One experience that began earliest and lasted the longest was my membership in the Girl Scout Association. The values of honor, duty, kindness, and on and on, were crammed into my mind, and once I could display them, I could earn a flower petal patch for my Daisy uniform. This process did little for me other than foster defiance for authority. There is absolutely nothing wrong with joining a group that encourages life skills, entrepreneurship, and compassion for girls; it is extremely positive for millions each year. It just doesn’t work for everyone. Honestly, my best experience in Girl Scouts was witnessing a flag-burning ceremony at camp when I was six; it is still the most exciting event I have ever partaken in. Girl Scouts teaches young women how to think, and I was never able to properly conform. The same inability to behave as expected was found in my failed attempts at summer camp and refusal to play team sports.

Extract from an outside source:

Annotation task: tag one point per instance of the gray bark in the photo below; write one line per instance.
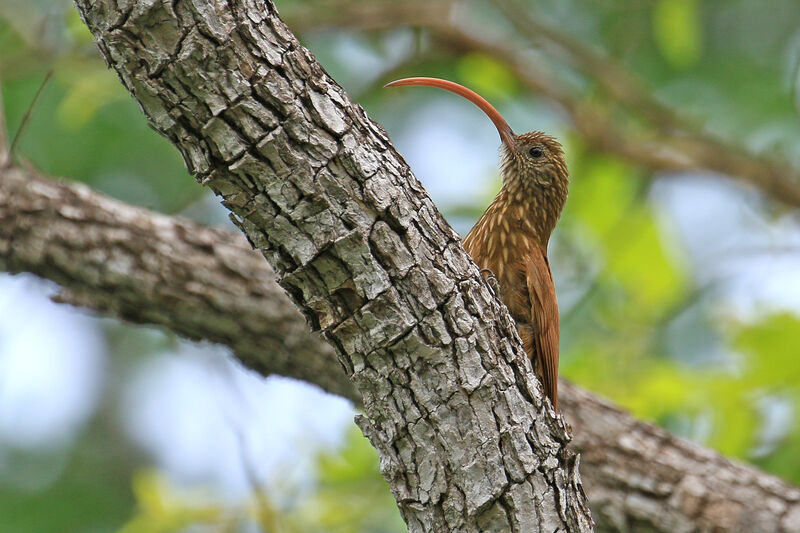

Distinctive from my inability to be a team player is my inability to be complacent in a task that I do not find immensely beneficial. This manifested early on with my refusal to continue swimming lessons. Nowadays I can barely keep my head above water, but when I was four, it was worth it to find other activities, and I believe it was still worth it now. If I no longer see the value in a task, I will not persist. What works for me is choosing my own path. My interests have formed through my own personal cultivation and dedication. My love of reading took place because I took it upon myself at age five to read Harry Potter after my mother refused to, because I demanded to be taken to the library many times a week, and because I took responsibility for the thirty-five books I was allowed to check out at a time. I have learned when something is valuable to me; I will do everything I can to give myself the best experience possible. My tendency to be headstrong and passionate in all decision-making processes is something I consider positive; it has taught me to take responsibility for myself and learn the merit of independence.